Forecast for Digital MSK in 2024

Virtual-Only MSK Offerings 

The last few years have seen an explosion of virtual-only digital health companies claiming to offer “full MSK solutions.”  While these companies have seen unprecedented funding, the actual solutions they offer have largely failed. Uptake is often less than 1% of eligible employees or members, and the measurement of return is often based on theoretical savings calculated using “intent to have surgery” as a ratio data comparison.  

The virtual-only solutions help solve steerage in some regards, but do not have any specialists to escalate to when the patient is not appropriate for physical therapy, nor when the patient is not improving as would be expected. These supposed “full MSK solutions” usually ignore post-operative care and are led by health coaches, not true licensed MSK specialists 

This is the year that one or two of these companies (Hinge and Sword) will likely try to go public – allowing the public to finally see behind the curtain. Kaia has nearly given up on the U.S. market, retreating to Germany where they have a stronghold and are thriving. Optum will likely become the majority or sole owner of the U.S. virtual-only market. Cigna has barely used Recovery One, and the Blues are becoming a bit disenfranchised with Hinge who is starting to look for provider partners. Sword is focusing on D2C models as well. For more information, contact Tim Hedke.
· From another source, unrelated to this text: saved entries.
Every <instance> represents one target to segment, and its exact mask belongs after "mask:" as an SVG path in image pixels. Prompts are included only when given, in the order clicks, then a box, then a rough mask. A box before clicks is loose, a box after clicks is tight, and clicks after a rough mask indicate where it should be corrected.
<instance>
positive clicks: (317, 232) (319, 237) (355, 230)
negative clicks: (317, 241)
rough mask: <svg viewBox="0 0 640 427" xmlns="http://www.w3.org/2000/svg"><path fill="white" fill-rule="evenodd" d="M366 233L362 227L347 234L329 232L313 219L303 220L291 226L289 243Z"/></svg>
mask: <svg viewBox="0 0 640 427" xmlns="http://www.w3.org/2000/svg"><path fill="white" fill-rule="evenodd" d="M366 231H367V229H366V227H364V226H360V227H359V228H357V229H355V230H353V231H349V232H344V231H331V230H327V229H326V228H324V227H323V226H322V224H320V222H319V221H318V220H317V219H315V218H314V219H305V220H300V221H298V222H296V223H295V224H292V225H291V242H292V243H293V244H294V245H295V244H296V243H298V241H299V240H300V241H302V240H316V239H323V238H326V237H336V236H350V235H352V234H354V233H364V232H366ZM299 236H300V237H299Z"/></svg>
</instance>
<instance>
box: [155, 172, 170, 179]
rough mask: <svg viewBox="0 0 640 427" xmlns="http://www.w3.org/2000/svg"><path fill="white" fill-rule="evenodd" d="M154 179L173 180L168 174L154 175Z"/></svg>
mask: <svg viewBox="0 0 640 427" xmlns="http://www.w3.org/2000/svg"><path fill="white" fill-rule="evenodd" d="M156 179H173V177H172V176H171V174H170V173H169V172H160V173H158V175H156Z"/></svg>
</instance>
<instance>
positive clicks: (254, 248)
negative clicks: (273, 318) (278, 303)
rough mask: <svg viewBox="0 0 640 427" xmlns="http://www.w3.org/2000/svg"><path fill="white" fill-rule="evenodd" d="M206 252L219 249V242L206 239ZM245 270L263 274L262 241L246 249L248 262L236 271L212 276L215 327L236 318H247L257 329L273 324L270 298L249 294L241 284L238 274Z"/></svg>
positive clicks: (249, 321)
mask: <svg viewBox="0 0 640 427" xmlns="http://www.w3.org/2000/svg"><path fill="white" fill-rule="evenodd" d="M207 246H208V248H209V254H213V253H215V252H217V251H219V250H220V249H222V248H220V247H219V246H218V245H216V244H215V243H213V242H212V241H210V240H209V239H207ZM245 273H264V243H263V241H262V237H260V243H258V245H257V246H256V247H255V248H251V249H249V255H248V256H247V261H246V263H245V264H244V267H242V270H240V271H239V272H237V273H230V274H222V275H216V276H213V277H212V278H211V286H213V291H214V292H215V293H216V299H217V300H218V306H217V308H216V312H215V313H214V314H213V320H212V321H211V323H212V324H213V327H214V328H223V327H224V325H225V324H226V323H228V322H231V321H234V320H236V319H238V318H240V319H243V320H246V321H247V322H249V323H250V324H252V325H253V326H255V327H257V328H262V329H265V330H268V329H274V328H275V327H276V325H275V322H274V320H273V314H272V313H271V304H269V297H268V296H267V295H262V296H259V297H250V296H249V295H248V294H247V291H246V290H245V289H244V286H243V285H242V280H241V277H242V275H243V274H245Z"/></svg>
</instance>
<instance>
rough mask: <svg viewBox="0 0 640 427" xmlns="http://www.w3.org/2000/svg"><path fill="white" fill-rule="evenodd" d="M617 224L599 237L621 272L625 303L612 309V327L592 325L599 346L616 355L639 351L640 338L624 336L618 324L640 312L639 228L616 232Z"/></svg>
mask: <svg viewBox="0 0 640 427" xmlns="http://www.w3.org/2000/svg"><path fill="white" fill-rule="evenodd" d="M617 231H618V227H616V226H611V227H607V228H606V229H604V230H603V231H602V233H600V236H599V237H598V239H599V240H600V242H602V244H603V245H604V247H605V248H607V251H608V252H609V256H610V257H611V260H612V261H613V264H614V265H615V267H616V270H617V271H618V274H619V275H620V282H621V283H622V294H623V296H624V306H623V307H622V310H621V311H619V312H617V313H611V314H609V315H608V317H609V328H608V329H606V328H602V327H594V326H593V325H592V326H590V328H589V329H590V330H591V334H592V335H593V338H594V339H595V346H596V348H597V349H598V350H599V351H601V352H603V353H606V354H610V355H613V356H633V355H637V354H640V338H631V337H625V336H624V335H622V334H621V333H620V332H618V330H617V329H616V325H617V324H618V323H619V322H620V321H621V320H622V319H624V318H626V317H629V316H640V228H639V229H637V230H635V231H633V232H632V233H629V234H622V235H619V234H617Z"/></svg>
Employers Re-Evaluating Their Purchases 

Employer plans are re-evaluating the single-point point solutions they have purchased and are assessing if there is any true ROI. This year will be a bit of a reset, as current digital MSK providers will likely be pushed aside for alternative or more inclusive solutions. More well-rounded companies like Omada, are taking big steps with payers and employers as a multi-point solution, but still lack any real touch point with the specialist markets when conservative care management has failed. Once the patients get out of the digital world and into the “regular healthcare system” navigating to find a specialist is when the actual costs occur, and the proposed savings of these digital-only solutions are really exposed.  

The Digital Front Door 

Many companies in the space are focusing on transparent pricing– not by procedure code but by bundle of care. Companies like Ouch, Hatch and others are trying to steer patients into orthopedic practices. They market to digitally minded potential patients. Other in-network and value-based contract providers like Carrum and Nimble are focusing on steering patients to the right providers through care navigators. For more information, contact Tim Hedke.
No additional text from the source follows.